The U.S. derivatives regulator, which oversees futures and futures options trading, brought its first case against a Bitcoin trading platform on Thursday, declaring in a statement that virtual currencies are deemed “commodities” and bitcoin trading must adhere to existing law.
The CFTC said it had reached a settlement with San Francisco-based Coinflip and its Chief Executive Francisco Riordan. Coinflip, which does business under the name Derivabit, and Riordan allegedly conducted activity related to commodity options, without registering with the agency or meeting rules for exemption.
The CFTC said that Coinflip designated put and call options for the delivery of Bitcoins as eligible for trading on the Derivabit platform.

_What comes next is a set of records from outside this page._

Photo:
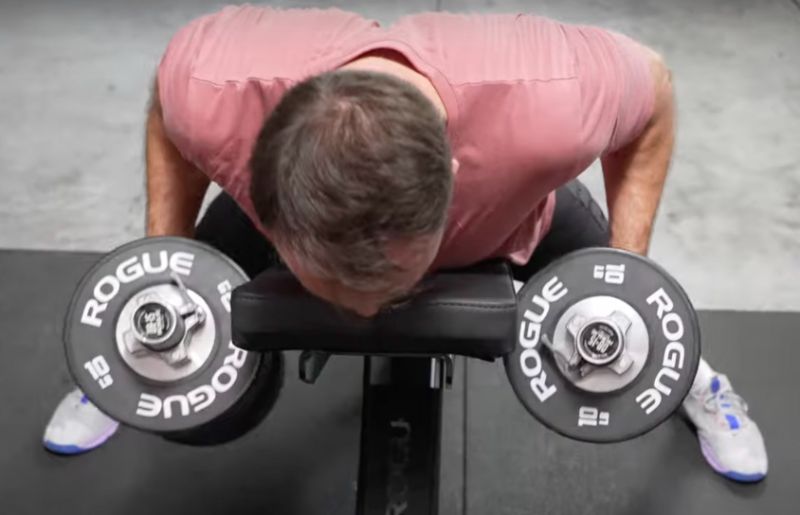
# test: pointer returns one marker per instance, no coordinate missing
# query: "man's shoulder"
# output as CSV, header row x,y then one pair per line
x,y
482,48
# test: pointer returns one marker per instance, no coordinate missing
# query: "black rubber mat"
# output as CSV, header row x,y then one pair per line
x,y
303,459
516,466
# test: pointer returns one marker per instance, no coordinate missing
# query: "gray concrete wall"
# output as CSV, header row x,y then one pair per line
x,y
74,78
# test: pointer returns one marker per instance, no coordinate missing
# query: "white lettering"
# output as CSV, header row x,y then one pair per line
x,y
199,398
530,334
673,330
181,263
649,400
130,270
149,405
182,401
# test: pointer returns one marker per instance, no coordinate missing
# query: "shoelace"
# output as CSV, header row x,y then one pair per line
x,y
713,401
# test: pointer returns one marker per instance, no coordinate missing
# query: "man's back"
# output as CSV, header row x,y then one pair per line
x,y
530,103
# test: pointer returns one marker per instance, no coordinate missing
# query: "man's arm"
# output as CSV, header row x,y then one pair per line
x,y
175,188
635,174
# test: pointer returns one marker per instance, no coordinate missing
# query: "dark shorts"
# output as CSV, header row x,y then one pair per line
x,y
578,222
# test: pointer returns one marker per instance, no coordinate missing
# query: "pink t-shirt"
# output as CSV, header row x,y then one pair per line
x,y
531,103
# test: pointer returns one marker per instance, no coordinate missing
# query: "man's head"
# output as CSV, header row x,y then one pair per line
x,y
352,174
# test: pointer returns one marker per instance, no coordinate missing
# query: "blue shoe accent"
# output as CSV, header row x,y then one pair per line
x,y
715,385
64,449
744,478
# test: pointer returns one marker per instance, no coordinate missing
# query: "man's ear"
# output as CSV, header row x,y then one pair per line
x,y
456,165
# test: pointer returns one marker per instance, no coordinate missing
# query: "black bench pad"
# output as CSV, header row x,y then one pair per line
x,y
471,312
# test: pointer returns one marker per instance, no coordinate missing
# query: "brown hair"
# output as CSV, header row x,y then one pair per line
x,y
347,161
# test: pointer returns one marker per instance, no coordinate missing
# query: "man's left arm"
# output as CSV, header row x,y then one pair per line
x,y
635,174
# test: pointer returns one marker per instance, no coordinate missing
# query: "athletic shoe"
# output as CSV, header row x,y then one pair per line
x,y
729,439
77,426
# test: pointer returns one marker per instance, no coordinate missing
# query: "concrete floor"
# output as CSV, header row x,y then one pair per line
x,y
74,80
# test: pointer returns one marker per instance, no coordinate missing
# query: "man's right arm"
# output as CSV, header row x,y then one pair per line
x,y
175,187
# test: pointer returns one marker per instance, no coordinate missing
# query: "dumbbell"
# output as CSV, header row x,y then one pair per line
x,y
148,339
607,345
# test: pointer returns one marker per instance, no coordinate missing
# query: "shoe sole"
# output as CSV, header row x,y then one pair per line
x,y
71,450
708,454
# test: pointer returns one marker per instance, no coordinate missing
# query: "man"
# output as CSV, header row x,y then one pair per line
x,y
387,153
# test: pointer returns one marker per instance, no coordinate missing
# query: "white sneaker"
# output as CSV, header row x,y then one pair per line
x,y
730,440
77,426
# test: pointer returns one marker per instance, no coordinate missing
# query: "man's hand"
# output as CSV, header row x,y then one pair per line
x,y
635,174
175,188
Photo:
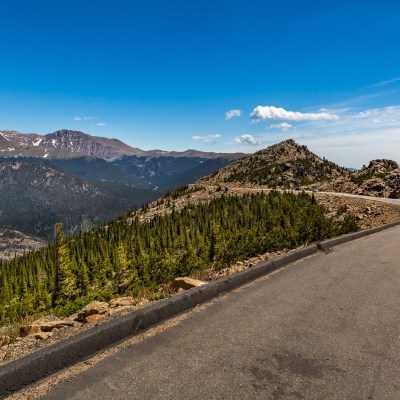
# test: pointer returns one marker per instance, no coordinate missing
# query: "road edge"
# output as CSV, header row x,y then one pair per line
x,y
29,369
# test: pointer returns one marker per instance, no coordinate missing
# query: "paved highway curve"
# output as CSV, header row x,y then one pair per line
x,y
326,327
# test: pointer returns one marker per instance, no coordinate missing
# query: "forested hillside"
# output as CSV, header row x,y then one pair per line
x,y
132,254
284,165
35,196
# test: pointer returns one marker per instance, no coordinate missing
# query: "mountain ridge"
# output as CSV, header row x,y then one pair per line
x,y
66,142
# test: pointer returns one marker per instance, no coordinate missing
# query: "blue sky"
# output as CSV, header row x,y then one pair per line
x,y
164,74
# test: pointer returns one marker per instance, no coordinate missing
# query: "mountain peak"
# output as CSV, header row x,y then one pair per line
x,y
286,164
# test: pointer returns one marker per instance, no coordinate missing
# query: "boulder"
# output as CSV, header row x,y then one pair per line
x,y
187,283
92,318
42,335
27,330
121,302
95,307
57,324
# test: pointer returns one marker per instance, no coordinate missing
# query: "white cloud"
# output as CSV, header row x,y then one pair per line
x,y
271,112
233,113
284,126
387,82
83,118
246,138
207,138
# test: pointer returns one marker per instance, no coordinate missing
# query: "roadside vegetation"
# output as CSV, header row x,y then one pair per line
x,y
129,255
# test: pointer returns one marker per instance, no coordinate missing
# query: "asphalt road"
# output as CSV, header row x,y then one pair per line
x,y
326,327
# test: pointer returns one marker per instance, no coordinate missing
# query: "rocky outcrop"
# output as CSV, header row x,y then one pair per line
x,y
187,283
121,302
284,165
93,308
381,178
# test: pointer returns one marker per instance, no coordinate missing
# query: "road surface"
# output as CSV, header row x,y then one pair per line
x,y
326,327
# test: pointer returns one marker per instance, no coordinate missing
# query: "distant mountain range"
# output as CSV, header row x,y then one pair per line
x,y
67,144
285,165
80,180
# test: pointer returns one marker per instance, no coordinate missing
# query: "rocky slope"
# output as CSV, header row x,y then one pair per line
x,y
14,243
33,197
67,143
284,165
381,178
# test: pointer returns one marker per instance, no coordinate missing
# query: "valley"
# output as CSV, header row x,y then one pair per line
x,y
251,206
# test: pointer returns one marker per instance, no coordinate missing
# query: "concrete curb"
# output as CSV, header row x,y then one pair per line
x,y
30,369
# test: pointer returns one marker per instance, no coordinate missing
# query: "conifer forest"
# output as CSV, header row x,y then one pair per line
x,y
129,255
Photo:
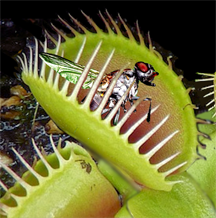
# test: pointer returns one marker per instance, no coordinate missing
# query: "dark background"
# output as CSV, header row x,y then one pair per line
x,y
187,30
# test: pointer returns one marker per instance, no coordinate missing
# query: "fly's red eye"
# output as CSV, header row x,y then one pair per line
x,y
142,66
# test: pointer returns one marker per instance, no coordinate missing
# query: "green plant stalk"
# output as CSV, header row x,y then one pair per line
x,y
72,184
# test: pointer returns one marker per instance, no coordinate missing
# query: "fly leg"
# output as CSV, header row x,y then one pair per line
x,y
116,118
149,112
146,99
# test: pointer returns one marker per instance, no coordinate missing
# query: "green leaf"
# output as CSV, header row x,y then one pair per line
x,y
204,170
185,200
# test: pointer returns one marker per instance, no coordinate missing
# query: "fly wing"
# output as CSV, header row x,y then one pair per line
x,y
68,69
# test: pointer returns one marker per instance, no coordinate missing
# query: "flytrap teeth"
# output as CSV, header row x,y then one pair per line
x,y
209,77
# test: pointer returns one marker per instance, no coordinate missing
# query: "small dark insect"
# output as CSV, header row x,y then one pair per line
x,y
85,165
143,72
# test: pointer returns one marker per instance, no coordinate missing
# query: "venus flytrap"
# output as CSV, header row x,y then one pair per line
x,y
146,153
166,145
55,194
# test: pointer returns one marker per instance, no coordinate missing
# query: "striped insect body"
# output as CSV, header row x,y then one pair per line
x,y
130,78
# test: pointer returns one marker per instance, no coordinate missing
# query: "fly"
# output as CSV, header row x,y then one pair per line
x,y
71,71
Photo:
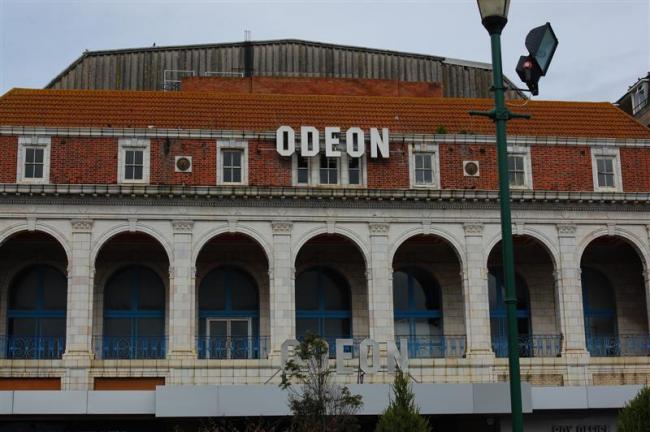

The CFTC enforces laws backing the widespread trading of put and call options on a range of commodity futures, including contracts with future expiration dates on crude oil, gold, corn and coffee — as well as futures based on stock indices and foreign currency exchange rates.
In its Coinflip ruling, the CFTC stated that federal law defines commodity to include “all services, rights, and interests in which contracts for future delivery are presently or in the future dealt in.”
“The definition of a ‘commodity’ is broad… Bitcoin and other virtual currencies are encompassed in the definition and properly defined as commodities,” the agency wrote.
Aitan Goelman, the CFTC’s Director of Enforcement, said: “While there is a lot of excitement surrounding Bitcoin and other virtual currencies, innovation does not excuse those acting in this space from following the same rules applicable to all participants in the commodity derivatives markets.”